SAN ANTONIO – Two supervisors with the Bexar County Sheriff's Office interfered with the DWI stop of a fellow supervisor last year, according to video obtained by the KSAT 12 Defenders.
Sergeants Jerime Phoenix and Steven Calva were each suspended two days and ordered to go through remedial supervisor training following the September 2018 incident in the 8300 block of Interstate 10 West.
A third deputy seen in dash camera and body-worn camera video released by the San Antonio Police Department was not disciplined, BCSO officials said.
The footage, obtained by the Defenders through an open records request, shows several tense moments as an SAPD officer attempted to conduct a field sobriety test on BCSO Corporal Kailin Kruger.
Kruger had been pulled over at 2:20 a.m. after turning onto the I-10 access road without her vehicle's headlights on.
A dark-colored SUV driving behind Kruger's vehicle twice blocked an SAPD cruiser attempting to pull in behind her, the footage shows.
After drifting between two lanes of traffic and then attempting to stop on the access road, Kruger finally pulled into a dimly lit Northwest Side parking lot.
After Kruger informed the SAPD officer that she worked for BCSO, a group of men walked up from behind the officer's parked cruiser.
"Why do we have all these guys showing up?" asked SAPD Officer Chad Bendele.
The body-worn camera of a second SAPD officer at the scene shows an approaching off-duty deputy ignore five commands to back up before he finally complied.
"Your boys are about to get in trouble. You ever hear of interference? That's what they are about to get," Bendele said to Kruger.
"No. Don't. Go, go, go, go, go. Seriously go, go," Kruger yelled as the deputies approached.
The off-duty corporal then proceeded to perform poorly on the horizontal gaze nystagmus test, walk and turn test and the one-leg stand test.
"Tonight you are going to go with me. You understand that? Kailin, you drank way too much tonight," said Bendele as he arrested Kruger.
"You gotta let it play out the way it plays out."
A man who identified himself as a BCSO deputy is seen on body-worn camera footage standing next to the dark-colored SUV and telling an SAPD officer that he just wanted to make sure Kruger got home safely.
"A little too late for that, huh?" the officer responded, as Kruger's field sobriety test played out less than 100 feet away.
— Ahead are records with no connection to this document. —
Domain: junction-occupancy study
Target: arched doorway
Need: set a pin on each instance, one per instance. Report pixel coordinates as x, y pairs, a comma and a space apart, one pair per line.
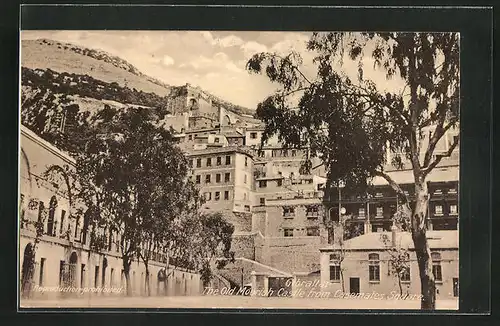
51, 225
27, 270
104, 267
86, 223
68, 271
162, 282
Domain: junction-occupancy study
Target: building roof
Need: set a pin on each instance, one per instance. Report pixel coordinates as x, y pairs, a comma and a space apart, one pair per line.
25, 131
217, 150
373, 241
440, 174
233, 135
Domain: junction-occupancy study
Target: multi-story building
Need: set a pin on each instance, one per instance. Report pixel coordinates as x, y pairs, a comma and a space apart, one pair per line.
60, 256
373, 211
364, 265
224, 176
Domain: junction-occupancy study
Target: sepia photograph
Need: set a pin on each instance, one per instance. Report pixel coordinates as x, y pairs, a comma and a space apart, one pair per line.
239, 169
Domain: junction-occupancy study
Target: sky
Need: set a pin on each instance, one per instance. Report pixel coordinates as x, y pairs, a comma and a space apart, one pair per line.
213, 60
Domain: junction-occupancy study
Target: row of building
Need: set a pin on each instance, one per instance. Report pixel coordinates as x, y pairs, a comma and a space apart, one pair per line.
278, 214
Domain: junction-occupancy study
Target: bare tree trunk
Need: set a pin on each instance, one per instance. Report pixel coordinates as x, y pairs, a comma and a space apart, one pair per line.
342, 278
148, 288
428, 285
126, 270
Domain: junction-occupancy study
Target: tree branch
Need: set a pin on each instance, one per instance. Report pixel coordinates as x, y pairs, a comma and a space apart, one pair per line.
394, 185
439, 157
436, 136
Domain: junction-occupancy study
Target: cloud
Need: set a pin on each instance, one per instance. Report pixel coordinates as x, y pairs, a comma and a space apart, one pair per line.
219, 61
252, 47
167, 60
229, 41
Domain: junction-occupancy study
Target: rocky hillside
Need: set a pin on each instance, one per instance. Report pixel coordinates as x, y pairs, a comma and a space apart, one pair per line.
63, 57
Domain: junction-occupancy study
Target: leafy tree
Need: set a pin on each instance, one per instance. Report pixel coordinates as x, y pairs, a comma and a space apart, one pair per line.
350, 124
399, 260
131, 176
211, 244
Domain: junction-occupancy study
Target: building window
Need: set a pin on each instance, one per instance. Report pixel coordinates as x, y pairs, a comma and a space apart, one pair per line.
313, 232
288, 211
374, 267
42, 271
436, 266
335, 268
312, 211
405, 274
63, 216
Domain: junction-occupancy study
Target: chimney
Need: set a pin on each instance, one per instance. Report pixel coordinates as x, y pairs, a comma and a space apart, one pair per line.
394, 231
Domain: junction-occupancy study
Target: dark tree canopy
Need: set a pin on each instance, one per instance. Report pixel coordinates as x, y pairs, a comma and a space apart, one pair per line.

"I'm trying to make sure she don't get in no trouble," said the deputy.
"Well, we're here now. You gotta let it play out the way it plays out," said the officer.
Bendele, after placing Kruger in custody, admonished the three deputies for their behavior.
"The things you did a minute ago, whoever it was. You hear of interference? You can go to jail. Never stop on a traffic stop," said Bendele. "Never stop. It's pretty simple. It puts me in a bad spot tonight. You've got to make better decisions."
"If you're a supervisor, you're a supervisor 24 hours a day."
Sheriff Javier Salazar said this week this type of behavior cannot be tolerated.
"If you're a supervisor, you're a supervisor 24 hours a day," said Salazar, who questioned why the sergeants allowed Kruger to get behind the wheel after consuming alcohol.
"Don't just stand by idly while somebody's doing the wrong thing and going off and driving drunk," said Salazar.
When asked why it was so inappropriate for the off-duty deputies to approach the SAPD officer as he attempted to conduct a field sobriety test, Salazar said, "'Who are these people and why are they watching?' He has no way of knowing if they are connected to this driver in some way, shape or form. 'Are they lost? Do they mean me harm?'" said Salazar.
History of preferential treatment
Kruger's DWI arrest actually brought an end to the BCSO practice of allowing its deputies to be escorted out of the back of the Central Magistrate Office and away from the view of the public.
The day of the incident, a BCSO spokesman released the following statement:
After this incident was brought to our attention by your station, we addressed BCSO staff working at the magistrates office there will be no deviation from practices on escorting released prisoners from the Central Magistrates Office.
Court records show Kruger pleaded guilty to DWI on July 16.
She then resigned her position with BCSO two days later.
An agency spokesman said Kruger was given a dishonorable discharge, since she resigned while under investigation. This designation will make it difficult for her to be hired by another law enforcement agency.